Bet on the last mile of new technologies.
In May, New York City’s comptroller, Mark Levine, put hard numbers to a worry that has been hanging over the city’s economic landscape. His report modeled five ways, ranging from optimistic to dire, that artificial intelligence could reshape the local economy. In the worst case, the private sector could lose over 100,000 jobs by 2027, which would cost the City billions in foregone revenue.
Levine is right to focus on New York City’s unique exposure to AI. The city is focused on knowledge-intensive white-collar work, and many workers do the exact same routine knowledge tasks AI is learning to master. But the report also points out something more hopeful: Levine notes the city is already home to hundreds of firms competing to make New York “the capital of applied AI.” This is the real opportunity. New York City will not win the battle for AI by simply bracing for impact or racing to the bottom to attract firms through tax breaks for data centers. The city is unlikely to overtake San Francisco in the race to develop frontier models or Northern Virginia in being home to GPU clusters.
New York City can capture the highest-value AI jobs by becoming the key hub for what the industry calls the “application layer” for AI. This is where AI’s capabilities meet the demands of real-world industries, most of all in regulated sectors. Think using AI to reshape law, finance, medicine, real estate, media, insurance and other sectors. These are all sectors where New York City already has an unmatched level of density and agglomeration of talent, where the economic value of AI will ultimately be realized. The opportunity for New York lies in becoming the primary destination for firms seeking to build the plumbing and deployment for AI across these different domains. This is where the high-paying jobs of the future are likely to be located, and hence New York City’s future tax base.
Applications, not wrappers
The hard part about building the economy around AI applications is avoiding what technology experts refer to as the “wrapper” trap.
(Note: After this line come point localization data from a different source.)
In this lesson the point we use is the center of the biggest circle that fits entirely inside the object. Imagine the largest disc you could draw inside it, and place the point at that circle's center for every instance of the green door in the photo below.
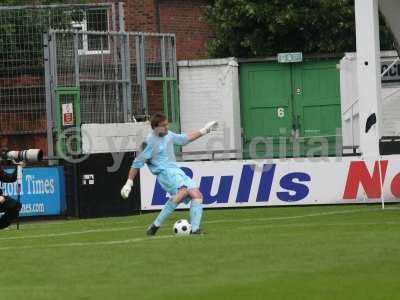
(289, 109)
(267, 108)
(316, 97)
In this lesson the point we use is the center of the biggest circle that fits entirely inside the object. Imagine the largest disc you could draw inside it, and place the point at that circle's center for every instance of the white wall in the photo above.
(209, 90)
(349, 98)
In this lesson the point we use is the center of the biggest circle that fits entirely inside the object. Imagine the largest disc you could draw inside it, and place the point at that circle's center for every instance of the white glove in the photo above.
(126, 189)
(213, 125)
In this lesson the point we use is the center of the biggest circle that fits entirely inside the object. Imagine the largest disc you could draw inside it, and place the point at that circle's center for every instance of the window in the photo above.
(93, 20)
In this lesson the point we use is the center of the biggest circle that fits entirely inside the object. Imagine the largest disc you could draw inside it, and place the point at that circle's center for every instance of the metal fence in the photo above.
(112, 74)
(22, 71)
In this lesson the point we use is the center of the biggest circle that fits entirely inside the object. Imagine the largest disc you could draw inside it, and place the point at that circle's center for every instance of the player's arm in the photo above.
(183, 139)
(138, 163)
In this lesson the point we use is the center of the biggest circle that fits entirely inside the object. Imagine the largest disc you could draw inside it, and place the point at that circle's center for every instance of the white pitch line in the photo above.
(293, 217)
(206, 222)
(71, 233)
(83, 244)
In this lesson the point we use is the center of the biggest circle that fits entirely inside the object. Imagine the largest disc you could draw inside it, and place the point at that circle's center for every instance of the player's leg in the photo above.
(196, 209)
(167, 210)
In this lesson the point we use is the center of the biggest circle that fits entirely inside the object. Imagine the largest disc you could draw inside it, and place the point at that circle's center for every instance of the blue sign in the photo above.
(42, 192)
(294, 185)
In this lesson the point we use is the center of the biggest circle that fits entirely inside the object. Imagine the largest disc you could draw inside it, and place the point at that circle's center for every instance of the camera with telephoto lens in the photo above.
(30, 155)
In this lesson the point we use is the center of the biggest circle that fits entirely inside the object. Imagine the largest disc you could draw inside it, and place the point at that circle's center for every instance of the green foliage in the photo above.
(21, 30)
(254, 28)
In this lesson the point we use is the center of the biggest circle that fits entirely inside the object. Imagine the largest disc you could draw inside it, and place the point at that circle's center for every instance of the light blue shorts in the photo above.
(172, 179)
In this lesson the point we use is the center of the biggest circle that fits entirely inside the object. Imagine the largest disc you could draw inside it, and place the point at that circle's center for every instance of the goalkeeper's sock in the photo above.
(165, 212)
(196, 212)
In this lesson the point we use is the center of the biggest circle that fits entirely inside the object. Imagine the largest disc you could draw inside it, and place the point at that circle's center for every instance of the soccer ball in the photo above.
(182, 227)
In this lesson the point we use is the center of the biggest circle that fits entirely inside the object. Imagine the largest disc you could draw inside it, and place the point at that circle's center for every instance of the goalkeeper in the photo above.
(159, 156)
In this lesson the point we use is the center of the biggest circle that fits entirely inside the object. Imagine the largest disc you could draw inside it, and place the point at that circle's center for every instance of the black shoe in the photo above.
(152, 230)
(198, 232)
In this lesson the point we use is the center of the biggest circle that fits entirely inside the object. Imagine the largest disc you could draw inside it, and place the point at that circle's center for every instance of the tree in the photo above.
(21, 31)
(254, 28)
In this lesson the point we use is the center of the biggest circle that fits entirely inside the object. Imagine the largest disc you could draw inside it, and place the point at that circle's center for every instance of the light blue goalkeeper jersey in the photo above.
(159, 152)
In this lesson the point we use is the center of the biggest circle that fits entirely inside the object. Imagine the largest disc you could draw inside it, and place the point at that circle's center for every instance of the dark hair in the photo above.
(156, 119)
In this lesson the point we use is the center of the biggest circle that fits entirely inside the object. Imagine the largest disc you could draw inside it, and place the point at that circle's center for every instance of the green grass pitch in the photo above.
(319, 252)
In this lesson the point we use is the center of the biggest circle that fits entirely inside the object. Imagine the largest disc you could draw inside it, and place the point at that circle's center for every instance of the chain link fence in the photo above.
(22, 72)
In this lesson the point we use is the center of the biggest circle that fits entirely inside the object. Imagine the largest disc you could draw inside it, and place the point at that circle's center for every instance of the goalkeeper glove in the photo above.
(208, 127)
(126, 189)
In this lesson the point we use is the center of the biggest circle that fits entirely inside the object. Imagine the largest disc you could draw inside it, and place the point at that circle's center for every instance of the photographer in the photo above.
(9, 206)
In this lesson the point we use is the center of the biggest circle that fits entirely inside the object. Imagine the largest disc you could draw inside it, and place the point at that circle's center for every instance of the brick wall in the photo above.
(182, 17)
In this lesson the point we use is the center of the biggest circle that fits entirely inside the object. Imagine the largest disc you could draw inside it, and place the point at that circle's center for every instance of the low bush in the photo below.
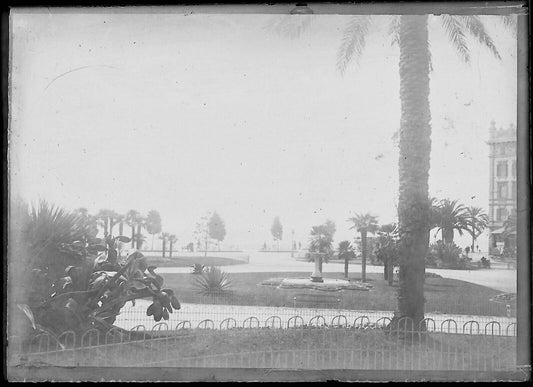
(212, 281)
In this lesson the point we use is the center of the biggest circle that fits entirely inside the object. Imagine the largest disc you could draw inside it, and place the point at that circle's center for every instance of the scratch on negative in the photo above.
(76, 69)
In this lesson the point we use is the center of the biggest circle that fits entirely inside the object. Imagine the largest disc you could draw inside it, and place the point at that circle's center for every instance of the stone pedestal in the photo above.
(317, 274)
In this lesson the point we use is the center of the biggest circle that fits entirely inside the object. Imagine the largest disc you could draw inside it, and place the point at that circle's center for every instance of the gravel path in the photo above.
(133, 316)
(499, 277)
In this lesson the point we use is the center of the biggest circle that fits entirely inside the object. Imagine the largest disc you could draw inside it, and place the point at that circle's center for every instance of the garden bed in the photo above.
(442, 294)
(190, 261)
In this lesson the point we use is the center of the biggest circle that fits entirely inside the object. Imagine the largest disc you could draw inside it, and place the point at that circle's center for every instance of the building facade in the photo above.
(502, 187)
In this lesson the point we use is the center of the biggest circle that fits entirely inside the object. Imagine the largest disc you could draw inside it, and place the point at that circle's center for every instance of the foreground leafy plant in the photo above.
(212, 281)
(78, 282)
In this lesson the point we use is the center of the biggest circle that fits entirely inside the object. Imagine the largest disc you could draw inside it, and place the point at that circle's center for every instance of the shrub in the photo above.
(75, 281)
(442, 254)
(212, 281)
(198, 268)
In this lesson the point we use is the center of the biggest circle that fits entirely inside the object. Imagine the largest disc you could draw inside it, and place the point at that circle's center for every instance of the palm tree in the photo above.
(113, 220)
(386, 249)
(321, 240)
(103, 217)
(131, 220)
(171, 239)
(477, 220)
(451, 216)
(120, 219)
(364, 223)
(509, 232)
(346, 252)
(164, 237)
(141, 222)
(153, 224)
(410, 33)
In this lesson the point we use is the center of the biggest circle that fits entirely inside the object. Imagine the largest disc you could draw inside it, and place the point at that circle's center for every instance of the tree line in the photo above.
(109, 221)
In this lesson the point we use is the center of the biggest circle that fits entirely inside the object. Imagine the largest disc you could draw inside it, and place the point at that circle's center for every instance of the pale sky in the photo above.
(188, 114)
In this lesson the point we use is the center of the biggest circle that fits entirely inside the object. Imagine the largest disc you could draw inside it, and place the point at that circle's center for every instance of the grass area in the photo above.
(298, 348)
(190, 261)
(443, 295)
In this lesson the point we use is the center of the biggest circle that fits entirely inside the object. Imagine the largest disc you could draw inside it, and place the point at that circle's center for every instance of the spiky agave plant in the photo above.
(212, 281)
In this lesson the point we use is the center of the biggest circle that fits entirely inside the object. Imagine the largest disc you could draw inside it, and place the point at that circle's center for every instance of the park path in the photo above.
(498, 277)
(132, 316)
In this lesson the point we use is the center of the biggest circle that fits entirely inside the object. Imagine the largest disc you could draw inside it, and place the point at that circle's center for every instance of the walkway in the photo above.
(499, 277)
(262, 316)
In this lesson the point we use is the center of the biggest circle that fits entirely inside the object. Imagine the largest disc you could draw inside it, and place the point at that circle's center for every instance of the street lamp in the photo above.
(292, 244)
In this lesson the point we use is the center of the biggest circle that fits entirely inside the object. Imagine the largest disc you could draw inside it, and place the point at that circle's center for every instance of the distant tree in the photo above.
(139, 237)
(103, 219)
(91, 221)
(131, 219)
(277, 230)
(201, 233)
(171, 240)
(387, 250)
(364, 224)
(120, 218)
(164, 237)
(321, 240)
(346, 252)
(509, 235)
(476, 221)
(451, 216)
(153, 224)
(217, 228)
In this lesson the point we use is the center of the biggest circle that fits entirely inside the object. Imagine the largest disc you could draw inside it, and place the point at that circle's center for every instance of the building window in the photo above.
(502, 190)
(501, 214)
(501, 169)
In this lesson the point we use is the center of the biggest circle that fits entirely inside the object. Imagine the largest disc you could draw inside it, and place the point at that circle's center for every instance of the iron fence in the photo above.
(228, 316)
(338, 345)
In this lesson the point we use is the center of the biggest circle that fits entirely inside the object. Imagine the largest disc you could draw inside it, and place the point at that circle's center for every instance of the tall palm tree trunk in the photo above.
(132, 235)
(346, 266)
(363, 256)
(447, 235)
(139, 242)
(415, 147)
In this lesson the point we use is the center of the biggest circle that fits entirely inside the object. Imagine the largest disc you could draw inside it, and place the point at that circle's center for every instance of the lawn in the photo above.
(190, 261)
(443, 295)
(296, 348)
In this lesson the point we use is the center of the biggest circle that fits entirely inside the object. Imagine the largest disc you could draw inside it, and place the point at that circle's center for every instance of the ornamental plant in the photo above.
(78, 282)
(212, 281)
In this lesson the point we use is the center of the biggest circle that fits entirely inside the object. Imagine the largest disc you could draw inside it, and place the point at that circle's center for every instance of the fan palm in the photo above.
(451, 216)
(410, 33)
(364, 224)
(131, 219)
(346, 252)
(321, 240)
(477, 220)
(171, 240)
(164, 238)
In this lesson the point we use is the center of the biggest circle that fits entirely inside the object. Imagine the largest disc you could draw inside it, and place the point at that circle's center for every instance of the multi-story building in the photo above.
(502, 185)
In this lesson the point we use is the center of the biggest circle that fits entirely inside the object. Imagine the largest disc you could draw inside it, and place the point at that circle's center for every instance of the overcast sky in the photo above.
(186, 114)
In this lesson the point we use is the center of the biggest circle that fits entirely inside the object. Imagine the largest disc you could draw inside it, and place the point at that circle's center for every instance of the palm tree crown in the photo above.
(477, 220)
(451, 216)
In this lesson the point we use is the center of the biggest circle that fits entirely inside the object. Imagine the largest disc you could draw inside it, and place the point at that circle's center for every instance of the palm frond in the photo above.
(353, 41)
(510, 22)
(394, 30)
(454, 27)
(476, 28)
(291, 26)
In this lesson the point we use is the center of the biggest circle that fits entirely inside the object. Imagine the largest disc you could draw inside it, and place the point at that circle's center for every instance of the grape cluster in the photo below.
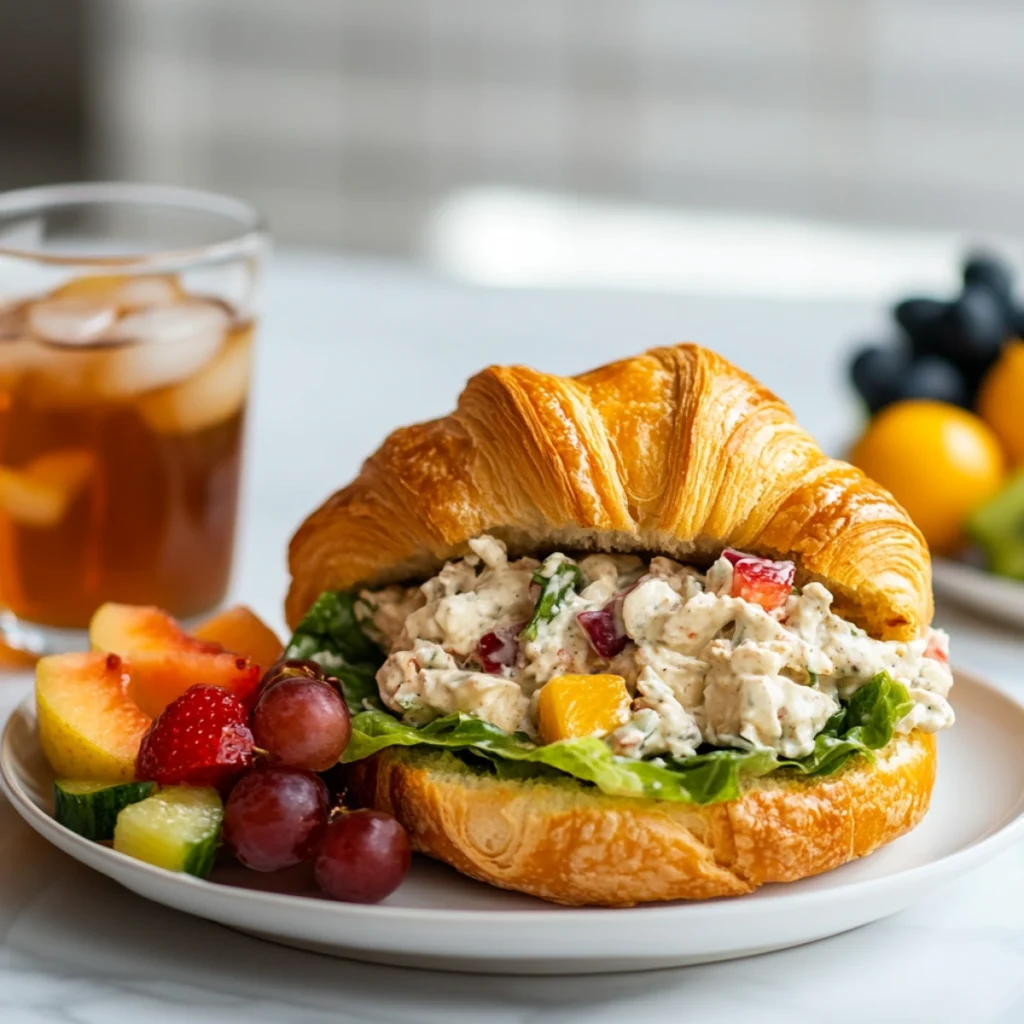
(279, 814)
(944, 348)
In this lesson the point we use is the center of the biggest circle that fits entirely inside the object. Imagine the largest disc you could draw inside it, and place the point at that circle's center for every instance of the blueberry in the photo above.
(936, 378)
(971, 331)
(878, 375)
(990, 272)
(920, 320)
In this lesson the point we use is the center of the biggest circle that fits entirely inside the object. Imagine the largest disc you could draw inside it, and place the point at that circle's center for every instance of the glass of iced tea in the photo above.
(126, 336)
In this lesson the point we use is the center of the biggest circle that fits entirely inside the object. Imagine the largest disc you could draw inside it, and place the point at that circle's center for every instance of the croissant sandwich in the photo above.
(627, 636)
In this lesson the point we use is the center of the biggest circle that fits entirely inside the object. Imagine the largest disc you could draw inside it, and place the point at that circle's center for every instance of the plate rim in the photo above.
(723, 909)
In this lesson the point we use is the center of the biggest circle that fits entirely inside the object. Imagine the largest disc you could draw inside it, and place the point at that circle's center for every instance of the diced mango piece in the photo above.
(570, 707)
(240, 630)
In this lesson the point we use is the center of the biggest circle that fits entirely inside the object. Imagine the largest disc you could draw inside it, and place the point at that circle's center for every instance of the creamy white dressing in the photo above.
(701, 665)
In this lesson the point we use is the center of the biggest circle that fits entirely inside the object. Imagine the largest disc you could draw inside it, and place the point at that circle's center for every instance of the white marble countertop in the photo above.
(350, 350)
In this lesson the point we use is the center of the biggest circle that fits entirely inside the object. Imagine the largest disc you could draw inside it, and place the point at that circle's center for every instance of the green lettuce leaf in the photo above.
(331, 634)
(554, 589)
(700, 779)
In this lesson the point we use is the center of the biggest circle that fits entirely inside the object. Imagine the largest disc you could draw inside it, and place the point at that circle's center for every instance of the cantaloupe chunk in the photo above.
(571, 707)
(89, 726)
(240, 630)
(165, 659)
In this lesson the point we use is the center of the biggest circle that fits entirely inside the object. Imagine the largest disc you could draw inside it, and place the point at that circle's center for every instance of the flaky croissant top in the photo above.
(674, 452)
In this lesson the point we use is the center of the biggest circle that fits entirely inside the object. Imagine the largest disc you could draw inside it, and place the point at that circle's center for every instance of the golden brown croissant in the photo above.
(674, 452)
(570, 844)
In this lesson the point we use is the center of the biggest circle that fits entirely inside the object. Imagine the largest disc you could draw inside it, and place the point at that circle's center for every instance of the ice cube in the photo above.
(127, 293)
(11, 320)
(161, 346)
(71, 321)
(208, 398)
(40, 494)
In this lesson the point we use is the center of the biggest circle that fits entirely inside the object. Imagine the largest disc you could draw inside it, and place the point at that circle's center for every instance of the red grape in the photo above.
(287, 668)
(364, 857)
(274, 817)
(302, 723)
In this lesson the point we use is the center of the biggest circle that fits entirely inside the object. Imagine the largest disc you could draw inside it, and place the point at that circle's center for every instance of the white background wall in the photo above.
(348, 121)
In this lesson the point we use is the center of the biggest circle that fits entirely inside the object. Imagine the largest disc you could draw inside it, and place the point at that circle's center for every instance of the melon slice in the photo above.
(240, 630)
(89, 726)
(165, 659)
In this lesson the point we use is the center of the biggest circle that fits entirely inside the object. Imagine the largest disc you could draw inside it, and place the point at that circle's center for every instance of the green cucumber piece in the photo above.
(177, 828)
(91, 809)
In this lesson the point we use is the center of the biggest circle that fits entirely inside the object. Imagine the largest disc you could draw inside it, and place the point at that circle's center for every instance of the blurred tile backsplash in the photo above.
(349, 120)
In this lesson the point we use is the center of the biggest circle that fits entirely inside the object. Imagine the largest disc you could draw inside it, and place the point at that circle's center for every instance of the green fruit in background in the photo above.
(997, 526)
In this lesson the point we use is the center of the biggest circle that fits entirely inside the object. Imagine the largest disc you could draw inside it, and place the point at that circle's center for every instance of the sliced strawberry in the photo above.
(760, 581)
(203, 738)
(500, 649)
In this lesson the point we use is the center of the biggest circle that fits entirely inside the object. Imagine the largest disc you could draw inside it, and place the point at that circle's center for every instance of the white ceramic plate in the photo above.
(440, 920)
(979, 591)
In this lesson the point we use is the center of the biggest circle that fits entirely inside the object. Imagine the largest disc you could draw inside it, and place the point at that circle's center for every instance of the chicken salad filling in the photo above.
(734, 656)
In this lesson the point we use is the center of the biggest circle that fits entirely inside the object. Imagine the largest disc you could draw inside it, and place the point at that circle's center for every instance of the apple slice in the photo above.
(165, 659)
(40, 494)
(240, 630)
(89, 726)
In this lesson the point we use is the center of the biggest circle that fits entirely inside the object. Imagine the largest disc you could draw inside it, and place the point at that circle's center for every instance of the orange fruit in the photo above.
(240, 630)
(938, 461)
(1000, 400)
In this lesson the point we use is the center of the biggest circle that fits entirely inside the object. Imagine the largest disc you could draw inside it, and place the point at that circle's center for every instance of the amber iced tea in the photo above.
(122, 402)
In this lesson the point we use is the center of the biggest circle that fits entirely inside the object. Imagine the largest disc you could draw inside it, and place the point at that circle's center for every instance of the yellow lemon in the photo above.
(938, 461)
(1001, 400)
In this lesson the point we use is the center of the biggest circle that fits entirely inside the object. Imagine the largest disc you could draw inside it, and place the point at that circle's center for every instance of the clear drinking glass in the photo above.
(126, 336)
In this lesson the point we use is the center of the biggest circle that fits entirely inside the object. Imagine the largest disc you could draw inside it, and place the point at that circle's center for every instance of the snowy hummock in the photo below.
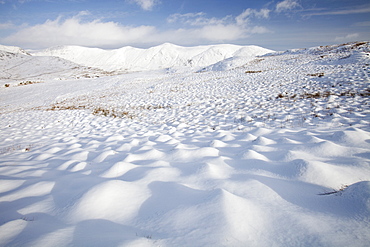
(272, 151)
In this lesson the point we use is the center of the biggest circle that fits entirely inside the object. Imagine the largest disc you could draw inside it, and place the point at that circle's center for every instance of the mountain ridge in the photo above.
(162, 56)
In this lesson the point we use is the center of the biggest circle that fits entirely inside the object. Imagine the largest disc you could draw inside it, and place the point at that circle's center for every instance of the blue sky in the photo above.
(278, 25)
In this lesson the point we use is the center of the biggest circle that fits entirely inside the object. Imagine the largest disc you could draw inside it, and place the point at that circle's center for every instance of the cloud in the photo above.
(6, 25)
(188, 29)
(196, 19)
(145, 4)
(244, 17)
(74, 31)
(362, 24)
(286, 5)
(347, 38)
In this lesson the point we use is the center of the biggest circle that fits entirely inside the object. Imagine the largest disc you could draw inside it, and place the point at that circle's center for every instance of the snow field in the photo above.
(270, 153)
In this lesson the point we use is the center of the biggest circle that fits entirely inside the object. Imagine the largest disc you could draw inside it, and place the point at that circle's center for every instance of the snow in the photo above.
(246, 149)
(159, 57)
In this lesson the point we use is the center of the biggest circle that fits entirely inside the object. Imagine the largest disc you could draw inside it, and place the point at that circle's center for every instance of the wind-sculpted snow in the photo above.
(273, 152)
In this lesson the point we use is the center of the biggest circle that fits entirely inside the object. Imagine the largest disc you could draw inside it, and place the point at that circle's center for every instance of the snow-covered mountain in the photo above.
(271, 152)
(17, 65)
(158, 57)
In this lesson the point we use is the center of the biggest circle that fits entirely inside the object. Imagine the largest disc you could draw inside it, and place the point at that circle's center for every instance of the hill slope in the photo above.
(158, 57)
(16, 65)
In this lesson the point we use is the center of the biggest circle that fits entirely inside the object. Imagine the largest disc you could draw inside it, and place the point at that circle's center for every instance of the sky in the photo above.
(111, 24)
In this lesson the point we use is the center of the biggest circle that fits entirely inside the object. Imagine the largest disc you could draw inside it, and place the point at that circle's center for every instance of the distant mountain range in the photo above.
(158, 57)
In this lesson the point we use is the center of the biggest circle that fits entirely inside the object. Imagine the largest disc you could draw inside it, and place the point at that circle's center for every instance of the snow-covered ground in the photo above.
(271, 150)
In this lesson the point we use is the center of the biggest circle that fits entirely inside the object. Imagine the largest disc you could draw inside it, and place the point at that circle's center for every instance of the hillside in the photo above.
(158, 57)
(267, 151)
(18, 66)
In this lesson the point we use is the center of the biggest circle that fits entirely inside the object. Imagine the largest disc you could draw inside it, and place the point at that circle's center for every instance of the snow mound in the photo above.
(13, 49)
(159, 57)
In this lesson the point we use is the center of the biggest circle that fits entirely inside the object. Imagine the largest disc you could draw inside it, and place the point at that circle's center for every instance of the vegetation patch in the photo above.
(112, 113)
(320, 74)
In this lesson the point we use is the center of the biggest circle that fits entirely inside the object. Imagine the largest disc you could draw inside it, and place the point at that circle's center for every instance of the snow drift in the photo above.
(273, 152)
(158, 57)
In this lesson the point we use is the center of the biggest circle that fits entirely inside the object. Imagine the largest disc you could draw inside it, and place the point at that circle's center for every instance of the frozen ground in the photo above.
(269, 151)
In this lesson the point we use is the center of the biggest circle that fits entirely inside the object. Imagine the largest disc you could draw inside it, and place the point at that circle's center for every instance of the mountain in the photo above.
(158, 57)
(18, 65)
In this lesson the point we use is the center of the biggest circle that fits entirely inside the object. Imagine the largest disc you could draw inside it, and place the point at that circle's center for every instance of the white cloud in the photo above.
(347, 38)
(189, 29)
(74, 31)
(145, 4)
(286, 5)
(362, 24)
(6, 25)
(358, 10)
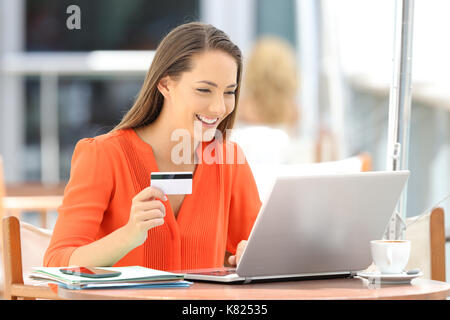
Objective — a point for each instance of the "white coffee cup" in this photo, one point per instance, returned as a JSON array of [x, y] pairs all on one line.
[[390, 256]]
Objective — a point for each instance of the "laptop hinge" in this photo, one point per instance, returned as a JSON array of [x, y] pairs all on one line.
[[353, 274], [247, 280]]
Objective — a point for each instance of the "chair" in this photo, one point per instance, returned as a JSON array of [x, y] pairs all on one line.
[[21, 237], [427, 236]]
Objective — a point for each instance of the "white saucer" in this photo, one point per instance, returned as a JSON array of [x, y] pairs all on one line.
[[400, 278]]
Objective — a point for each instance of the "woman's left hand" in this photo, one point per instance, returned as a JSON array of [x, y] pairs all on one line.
[[234, 259]]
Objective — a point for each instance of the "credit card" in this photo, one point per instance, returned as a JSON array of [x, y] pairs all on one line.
[[172, 182]]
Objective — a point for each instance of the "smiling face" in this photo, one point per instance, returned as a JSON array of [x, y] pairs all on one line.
[[203, 96]]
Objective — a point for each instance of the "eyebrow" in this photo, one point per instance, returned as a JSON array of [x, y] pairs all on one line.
[[215, 85]]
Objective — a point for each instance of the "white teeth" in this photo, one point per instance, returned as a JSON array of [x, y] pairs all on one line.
[[207, 120]]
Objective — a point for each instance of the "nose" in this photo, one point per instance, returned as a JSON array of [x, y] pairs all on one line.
[[218, 107]]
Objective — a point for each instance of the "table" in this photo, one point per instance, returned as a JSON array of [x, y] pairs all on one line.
[[42, 204], [350, 288]]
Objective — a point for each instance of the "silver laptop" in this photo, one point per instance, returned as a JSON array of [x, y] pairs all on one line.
[[315, 227]]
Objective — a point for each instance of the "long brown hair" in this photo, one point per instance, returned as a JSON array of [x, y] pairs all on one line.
[[173, 57]]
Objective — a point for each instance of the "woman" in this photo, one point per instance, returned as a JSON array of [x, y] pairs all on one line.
[[111, 216]]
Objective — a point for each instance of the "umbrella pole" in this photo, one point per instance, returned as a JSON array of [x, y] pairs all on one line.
[[400, 108]]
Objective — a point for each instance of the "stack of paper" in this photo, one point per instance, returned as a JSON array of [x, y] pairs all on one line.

A wrapper is a company that only provides a minimal interface bolted on top of a technology built by OpenAI or Google. These firms have multiplied since the arrival of ChatGPT: Think of the wave of “chat with your document” tools or one-click “AI assistant” applications.
These companies tend to have no real defense against future innovation. The moment a major lab improves its base model to tackle the same use case, or a hobbyist spins up a free open-source version over a weekend, the wrapper’s business model collapses.
New York’s strategy should explicitly not be about attracting or subsidizing these firms. There’s a more durable type of company that uses AI to build something genuinely valuable.
Which firms survive as the underlying AI models keep getting better and better? There are two defensible advantages: regulation and proprietary data.
Regulation sounds like a burden for firms, but here it can be a critical advantage. The best AI models can offer great legal and medical advice. But they cannot offer attorney-client privilege or prescribe a drug an insurer will reimburse. Industries built on licensing, liability and compliance have built-in natural barriers that a better AI model alone is not going to take down.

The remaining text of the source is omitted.